Carve out time in your week to prioritize your own learning. Even if you just watch a TED talk or read a few pages of a new book, ensuring that you have time in your schedule to stretch your horizons makes it much more likely you’ll do the same for the rest of your career.
4) The Best Way To Network Is To Deliver Remarkable Work
Far too many people treat networking as an extracurricular activity like running or playing guitar. In reality, the best form of networking is absolutely crushing results in your job–and doing so pays dividends for the rest of your career.
That’s not to say networking isn’t important; it absolutely is. Just don’t be so fascinated with climbing the corporate ladder that you’re not delivering what it takes to get up there.
5) Learn To Sell
Do I mean you need to become a sales rep to be successful? Nope. (But that’s awesome if you are.)
What I mean is you need to learn to sell your ideas, expertise, or vision. Make presenting yourself and your ideas something that helps you stand out from the pack.
Selling yourself doesn’t have to be public speaking. It can also be using data creatively to sell your idea, designing beautiful materials to sell your product, or collaborating with your peers to get buy-in on an initiative you want your organization to prioritize.
The key is to learn how to sell your ideas and your input as early in your career as possible–doing so helps your personal and professional brand and builds your comfort level with expanding your influence and ideas.
6) Rack Up Results, Not Recognition
The biggest complaint I hear from folks new to the workforce is that another person got credit for their work and “that’s not fair.” It is incredibly frustrating when other people get credit for your blood, sweat, and tears, but guess what: Life isn’t always fair, and neither is work.
However, I can tell you that over time, fortune rewards those who rack up results instead of focusing on getting credit. Instead of obsessing over recognition and credit, obsess over results. Your career will thank you for it later.
7) It’s Not Your Manager’s Job To Manage Your Career
Your boss is your manager at work–not a mind reader, fortune-teller, or psychologist. He or she can and should support you in your professional goals, but the only person in the driver’s seat of your career is you.
Manage it proactively by asking for what you want, making it clear what interests you, and eating up feedback for breakfast, lunch, and dinner–doing so will make you a better employee and a better leader, regardless of whether you stay at a company for 10 months or 10 years.

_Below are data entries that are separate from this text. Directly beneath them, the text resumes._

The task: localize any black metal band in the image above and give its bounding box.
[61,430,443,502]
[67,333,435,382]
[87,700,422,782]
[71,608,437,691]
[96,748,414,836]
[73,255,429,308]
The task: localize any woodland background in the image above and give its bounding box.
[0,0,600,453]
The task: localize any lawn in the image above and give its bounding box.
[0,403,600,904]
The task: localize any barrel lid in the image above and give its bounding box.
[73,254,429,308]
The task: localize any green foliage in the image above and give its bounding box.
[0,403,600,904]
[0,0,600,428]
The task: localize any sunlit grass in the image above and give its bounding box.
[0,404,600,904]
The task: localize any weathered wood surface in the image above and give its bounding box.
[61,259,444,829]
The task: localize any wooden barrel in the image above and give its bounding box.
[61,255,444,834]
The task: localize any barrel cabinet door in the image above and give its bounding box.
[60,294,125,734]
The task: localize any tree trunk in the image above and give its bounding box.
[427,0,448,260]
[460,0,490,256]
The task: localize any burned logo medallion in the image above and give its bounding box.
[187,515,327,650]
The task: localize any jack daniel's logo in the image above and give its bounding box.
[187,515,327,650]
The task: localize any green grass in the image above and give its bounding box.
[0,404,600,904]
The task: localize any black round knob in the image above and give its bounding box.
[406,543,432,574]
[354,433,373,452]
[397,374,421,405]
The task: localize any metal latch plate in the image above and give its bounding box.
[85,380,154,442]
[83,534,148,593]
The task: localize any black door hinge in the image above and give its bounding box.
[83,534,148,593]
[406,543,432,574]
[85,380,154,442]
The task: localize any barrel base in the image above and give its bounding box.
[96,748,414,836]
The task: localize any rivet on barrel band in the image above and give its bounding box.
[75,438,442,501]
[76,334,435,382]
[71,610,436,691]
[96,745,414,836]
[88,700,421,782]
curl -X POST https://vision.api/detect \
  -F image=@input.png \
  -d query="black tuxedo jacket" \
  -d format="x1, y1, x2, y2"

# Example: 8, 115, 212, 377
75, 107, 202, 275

8) Get The Gratitude Bug Early
I realize I sound ancient saying this (I’m cool with that), but people remember gratitude in a way that outperforms other emotions or motivators. Take the time to thank people who interviewed you, people who made time to share what they know with you, and people whose influence helped you succeed. Be gracious in your praise of others and your kindness toward people who help you: People notice and remember this for years to come.
It used to be that signing on with a new company meant years (if not decades) of your life, but now that people switch jobs every few years, managing your career has become both more important and more challenging. Options seem infinite, grad school seems necessary, and far too early you start comparing your career trajectory to that of others, worried that you’re being left behind or left out. Instead of overthinking your next job, your next decision, or your next networking event, focus on being remarkable at your job, tackling your weaknesses head-on, and being someone who isn’t afraid to take on tasks that other people find terrifying. The rest of it will work itself out, I promise.